Policies dementia

Policies that affect dementia in Suffolk - part of When we get ill - State of Suffolk 2021

National policies

The Prime Minister’s challenge on dementia 2020 was set up in 2015. The current Government has recommitted to the Challenge. By 2020, the Challenge aimed for England to become:

  • the best country in the world for dementia care and support and for people with dementia, their carers and families to live; and
  • the best place in the world to undertake research into dementia and other neurodegenerative diseases.

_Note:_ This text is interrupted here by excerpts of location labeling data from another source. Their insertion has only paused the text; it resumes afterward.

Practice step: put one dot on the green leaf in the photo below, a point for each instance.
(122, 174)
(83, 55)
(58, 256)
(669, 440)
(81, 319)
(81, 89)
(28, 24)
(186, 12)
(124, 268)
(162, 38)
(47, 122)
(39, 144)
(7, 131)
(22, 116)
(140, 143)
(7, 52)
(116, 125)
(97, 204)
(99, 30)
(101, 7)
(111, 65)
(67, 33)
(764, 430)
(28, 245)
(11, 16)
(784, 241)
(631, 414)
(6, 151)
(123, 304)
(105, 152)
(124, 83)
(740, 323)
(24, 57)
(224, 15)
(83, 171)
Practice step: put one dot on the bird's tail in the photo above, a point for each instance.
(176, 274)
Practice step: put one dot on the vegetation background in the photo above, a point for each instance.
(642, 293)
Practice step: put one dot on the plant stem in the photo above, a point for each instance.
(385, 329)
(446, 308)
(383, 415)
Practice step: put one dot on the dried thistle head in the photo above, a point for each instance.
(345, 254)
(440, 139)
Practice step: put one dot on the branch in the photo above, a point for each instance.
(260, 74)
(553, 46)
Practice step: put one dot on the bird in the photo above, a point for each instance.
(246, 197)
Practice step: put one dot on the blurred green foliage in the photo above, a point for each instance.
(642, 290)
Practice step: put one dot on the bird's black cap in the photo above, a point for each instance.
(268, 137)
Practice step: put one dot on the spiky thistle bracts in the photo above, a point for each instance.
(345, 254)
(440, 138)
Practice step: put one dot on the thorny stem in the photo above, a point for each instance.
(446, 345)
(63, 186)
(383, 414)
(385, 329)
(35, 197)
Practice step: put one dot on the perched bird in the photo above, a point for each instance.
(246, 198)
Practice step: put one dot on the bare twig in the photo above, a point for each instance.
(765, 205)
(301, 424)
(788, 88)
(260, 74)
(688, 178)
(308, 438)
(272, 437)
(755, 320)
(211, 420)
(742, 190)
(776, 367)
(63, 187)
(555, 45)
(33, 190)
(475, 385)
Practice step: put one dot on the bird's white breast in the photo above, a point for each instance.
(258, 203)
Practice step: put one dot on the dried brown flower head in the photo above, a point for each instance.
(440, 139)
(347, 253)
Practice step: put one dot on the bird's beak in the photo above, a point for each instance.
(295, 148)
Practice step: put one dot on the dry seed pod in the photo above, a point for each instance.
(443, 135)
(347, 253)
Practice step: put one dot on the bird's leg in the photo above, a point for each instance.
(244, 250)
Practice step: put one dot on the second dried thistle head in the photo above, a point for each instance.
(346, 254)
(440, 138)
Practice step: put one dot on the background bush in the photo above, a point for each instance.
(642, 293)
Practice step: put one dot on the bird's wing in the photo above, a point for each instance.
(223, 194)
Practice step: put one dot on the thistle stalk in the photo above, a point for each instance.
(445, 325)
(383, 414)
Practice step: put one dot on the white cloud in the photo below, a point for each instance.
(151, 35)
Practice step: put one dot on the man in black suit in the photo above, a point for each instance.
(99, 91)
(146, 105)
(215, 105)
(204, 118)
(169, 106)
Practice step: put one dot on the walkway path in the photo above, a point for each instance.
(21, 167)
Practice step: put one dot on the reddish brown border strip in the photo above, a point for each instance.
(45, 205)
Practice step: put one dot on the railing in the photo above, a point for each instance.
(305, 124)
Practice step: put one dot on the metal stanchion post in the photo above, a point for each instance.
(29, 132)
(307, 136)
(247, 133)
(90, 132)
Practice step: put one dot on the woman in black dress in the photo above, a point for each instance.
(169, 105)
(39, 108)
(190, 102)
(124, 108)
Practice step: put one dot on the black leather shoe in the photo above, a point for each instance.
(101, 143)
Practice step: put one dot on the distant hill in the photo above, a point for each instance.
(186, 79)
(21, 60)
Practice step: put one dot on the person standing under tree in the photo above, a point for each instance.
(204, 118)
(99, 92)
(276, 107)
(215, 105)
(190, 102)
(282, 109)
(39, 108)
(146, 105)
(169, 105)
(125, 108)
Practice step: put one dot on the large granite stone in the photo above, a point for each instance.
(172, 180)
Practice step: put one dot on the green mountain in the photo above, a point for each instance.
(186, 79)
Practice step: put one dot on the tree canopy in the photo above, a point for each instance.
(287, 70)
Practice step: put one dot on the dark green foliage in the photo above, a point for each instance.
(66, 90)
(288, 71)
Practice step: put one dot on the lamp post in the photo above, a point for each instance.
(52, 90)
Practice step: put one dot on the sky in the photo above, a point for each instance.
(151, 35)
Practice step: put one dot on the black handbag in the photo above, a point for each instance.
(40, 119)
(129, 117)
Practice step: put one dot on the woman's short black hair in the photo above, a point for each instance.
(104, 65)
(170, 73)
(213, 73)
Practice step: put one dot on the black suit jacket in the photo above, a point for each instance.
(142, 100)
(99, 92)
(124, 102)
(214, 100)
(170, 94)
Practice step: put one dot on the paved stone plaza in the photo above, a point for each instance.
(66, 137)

In February 2019, the Government published phase 1 of its review of the implementation of the Challenge on Dementia 2020, stating it is “largely on track” to meet its commitments to improve the lives of those living with dementia, and their families and carers, including: “over 2.8 million people becoming Dementia Friends and 365 areas in England committing to being Dementia Friendly Communities…[and] the £250 million Dementia Discovery Fund”. The UK Dementia Research Institute was set up in 2016, and the spending target was reached in 2019.

The NHS Long Term Plan (2019) built on the Five Year Forward View (2014) to:

  • support people to age well,
  • extend independence,
  • give carers greater recognition and support,
  • improve hospital and home care provided to people with dementia,
  • double research investment (including £300m government support),
  • support the voluntary sector (including the Alzheimer’s Society Dementia Connect programme), and
  • prevent cases of dementia.

The National Institute of Health and Care Excellence (NICE) published guidelines covering mid-life approaches to delay or prevent the onset of dementia in later life, and diagnosis and management of dementia.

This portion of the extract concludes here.